A 120 g mass has a velocity `vecv=2hati+5hatj m s^(-1)` at a certain instant. Its kinetic energy is

To find the kinetic energy of the mass, we can follow these steps: ### Step 1: Convert the mass from grams to kilograms The mass given is 120 g.
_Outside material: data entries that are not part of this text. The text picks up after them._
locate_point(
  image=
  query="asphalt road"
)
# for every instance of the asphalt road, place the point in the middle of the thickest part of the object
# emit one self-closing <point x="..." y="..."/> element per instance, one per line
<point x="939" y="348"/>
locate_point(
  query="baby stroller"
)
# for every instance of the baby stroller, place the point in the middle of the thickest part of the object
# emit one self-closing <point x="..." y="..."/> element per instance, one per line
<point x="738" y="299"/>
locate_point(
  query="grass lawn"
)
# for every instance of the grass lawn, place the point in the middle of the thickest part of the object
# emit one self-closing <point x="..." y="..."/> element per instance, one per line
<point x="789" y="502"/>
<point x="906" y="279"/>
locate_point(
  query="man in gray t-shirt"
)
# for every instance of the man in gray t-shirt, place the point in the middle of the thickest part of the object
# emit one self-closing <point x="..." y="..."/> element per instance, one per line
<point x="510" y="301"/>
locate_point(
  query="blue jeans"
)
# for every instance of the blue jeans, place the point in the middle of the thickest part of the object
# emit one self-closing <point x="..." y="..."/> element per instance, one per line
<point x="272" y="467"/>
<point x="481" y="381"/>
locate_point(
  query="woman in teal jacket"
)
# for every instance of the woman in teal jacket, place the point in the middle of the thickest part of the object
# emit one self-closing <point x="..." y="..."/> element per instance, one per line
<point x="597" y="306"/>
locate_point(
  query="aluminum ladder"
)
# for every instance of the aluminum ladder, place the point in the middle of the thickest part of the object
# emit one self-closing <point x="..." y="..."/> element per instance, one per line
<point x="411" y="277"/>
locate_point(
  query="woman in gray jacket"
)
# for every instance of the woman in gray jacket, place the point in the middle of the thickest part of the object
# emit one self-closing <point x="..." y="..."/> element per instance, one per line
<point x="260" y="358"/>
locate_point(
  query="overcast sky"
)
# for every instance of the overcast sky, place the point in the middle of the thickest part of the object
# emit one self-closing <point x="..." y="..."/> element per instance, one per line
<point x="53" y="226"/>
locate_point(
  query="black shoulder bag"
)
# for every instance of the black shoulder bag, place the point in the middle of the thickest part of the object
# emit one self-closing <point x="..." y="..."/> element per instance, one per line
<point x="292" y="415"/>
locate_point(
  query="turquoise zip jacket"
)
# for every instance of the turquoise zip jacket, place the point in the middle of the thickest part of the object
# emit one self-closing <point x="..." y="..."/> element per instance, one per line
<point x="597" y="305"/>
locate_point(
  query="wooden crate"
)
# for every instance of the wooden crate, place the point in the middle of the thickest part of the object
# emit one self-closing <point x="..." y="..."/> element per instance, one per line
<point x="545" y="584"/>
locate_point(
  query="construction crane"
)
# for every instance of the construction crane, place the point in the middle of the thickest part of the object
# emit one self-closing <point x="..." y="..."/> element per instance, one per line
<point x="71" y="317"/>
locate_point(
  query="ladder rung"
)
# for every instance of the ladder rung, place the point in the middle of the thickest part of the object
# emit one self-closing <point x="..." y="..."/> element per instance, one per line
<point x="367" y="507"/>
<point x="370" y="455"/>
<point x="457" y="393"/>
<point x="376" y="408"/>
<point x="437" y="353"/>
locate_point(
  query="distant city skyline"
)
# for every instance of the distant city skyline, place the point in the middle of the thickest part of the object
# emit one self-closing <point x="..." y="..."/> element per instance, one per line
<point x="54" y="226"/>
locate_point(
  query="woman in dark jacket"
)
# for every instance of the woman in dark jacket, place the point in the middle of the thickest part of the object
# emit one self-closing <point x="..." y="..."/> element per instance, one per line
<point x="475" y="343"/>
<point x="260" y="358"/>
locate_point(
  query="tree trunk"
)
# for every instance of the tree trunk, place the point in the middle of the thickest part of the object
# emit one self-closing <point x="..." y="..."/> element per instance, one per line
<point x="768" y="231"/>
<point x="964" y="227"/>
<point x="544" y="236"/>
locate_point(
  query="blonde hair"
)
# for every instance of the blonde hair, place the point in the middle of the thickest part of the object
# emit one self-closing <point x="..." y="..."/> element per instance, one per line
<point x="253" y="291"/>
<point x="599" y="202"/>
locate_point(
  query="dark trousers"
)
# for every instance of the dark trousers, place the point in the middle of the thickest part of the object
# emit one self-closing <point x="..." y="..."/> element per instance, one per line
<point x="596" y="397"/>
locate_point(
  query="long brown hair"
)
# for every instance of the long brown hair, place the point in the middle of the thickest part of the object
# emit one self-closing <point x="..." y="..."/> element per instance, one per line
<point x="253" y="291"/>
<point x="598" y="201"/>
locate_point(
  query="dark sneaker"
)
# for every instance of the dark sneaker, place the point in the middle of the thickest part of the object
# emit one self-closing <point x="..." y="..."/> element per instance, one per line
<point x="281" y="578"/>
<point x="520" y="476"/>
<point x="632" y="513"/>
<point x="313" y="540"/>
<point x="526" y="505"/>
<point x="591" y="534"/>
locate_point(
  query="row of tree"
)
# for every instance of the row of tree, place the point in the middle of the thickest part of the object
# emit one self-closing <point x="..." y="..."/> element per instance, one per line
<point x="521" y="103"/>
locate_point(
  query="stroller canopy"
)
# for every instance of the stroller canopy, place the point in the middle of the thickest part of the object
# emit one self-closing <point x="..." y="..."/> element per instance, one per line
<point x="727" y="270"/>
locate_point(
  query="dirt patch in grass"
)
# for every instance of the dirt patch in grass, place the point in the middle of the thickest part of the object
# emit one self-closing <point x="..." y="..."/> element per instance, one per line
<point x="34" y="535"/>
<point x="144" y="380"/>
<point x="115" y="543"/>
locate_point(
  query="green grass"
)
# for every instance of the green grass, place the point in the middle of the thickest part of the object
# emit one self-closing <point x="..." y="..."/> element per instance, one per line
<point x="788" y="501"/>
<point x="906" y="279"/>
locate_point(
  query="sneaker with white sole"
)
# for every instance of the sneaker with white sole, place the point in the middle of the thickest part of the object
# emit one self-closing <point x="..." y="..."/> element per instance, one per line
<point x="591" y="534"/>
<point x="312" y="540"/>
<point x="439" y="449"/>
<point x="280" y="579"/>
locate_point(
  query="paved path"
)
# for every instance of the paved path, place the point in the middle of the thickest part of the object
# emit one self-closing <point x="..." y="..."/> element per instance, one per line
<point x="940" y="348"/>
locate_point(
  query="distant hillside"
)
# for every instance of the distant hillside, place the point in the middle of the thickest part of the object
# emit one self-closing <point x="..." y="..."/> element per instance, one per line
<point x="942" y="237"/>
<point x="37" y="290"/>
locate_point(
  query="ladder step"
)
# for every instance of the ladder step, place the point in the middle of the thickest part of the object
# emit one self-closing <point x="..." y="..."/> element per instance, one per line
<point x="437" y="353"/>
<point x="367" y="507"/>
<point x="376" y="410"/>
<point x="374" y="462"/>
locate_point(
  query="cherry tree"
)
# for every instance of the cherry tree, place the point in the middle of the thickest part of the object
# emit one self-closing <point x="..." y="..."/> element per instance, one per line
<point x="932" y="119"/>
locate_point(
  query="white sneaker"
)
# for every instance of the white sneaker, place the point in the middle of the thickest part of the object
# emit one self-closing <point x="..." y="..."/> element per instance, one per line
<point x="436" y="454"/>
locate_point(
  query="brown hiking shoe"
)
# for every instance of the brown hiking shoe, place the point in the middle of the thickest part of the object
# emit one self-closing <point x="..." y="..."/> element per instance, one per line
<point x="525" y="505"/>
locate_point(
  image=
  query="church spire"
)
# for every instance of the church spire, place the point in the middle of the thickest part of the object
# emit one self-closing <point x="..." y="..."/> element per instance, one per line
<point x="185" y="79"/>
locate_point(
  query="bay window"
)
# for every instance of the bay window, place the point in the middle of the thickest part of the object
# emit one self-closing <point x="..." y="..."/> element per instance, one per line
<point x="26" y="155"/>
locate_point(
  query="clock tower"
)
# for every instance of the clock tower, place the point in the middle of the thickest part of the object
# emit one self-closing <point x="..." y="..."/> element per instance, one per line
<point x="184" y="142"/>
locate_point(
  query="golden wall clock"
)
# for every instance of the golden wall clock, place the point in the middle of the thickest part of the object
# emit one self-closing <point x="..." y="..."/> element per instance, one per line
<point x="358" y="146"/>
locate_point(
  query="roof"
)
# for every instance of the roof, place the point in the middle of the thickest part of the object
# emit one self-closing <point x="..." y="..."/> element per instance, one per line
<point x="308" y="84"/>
To convert grams to kilograms, we use the conversion factor \(1 \text{ kg} = 1000 \text{ g}\). \[ m = \frac{120 \text{ g}}{1000} = 0.12 \text{ kg} \] ### Step 2: Determine the velocity vector The velocity vector is given as: \[ \vec{v} = 2\hat{i} + 5\hat{j} \text{ m/s} \] ### Step 3: Calculate the magnitude of the velocity The magnitude of the velocity vector can be calculated using the formula: \[ |\vec{v}| = \sqrt{(v_x)^2 + (v_y)^2} \] where \(v_x = 2\) m/s and \(v_y = 5\) m/s. \[ |\vec{v}| = \sqrt{(2)^2 + (5)^2} = \sqrt{4 + 25} = \sqrt{29} \text{ m/s} \] ### Step 4: Use the kinetic energy formula The kinetic energy (KE) can be calculated using the formula: \[ KE = \frac{1}{2} m v^2 \] ### Step 5: Substitute the values into the kinetic energy formula Now, substitute the mass and the square of the magnitude of the velocity into the kinetic energy formula: \[ KE = \frac{1}{2} \times 0.12 \text{ kg} \times (\sqrt{29})^2 \] Since \((\sqrt{29})^2 = 29\): \[ KE = \frac{1}{2} \times 0.12 \text{ kg} \times 29 \] ### Step 6: Calculate the kinetic energy Now, calculate the value: \[ KE = 0.06 \times 29 = 1.74 \text{ J} \] ### Final Answer The kinetic energy of the mass is: \[ KE = 1.74 \text{ J} \] ---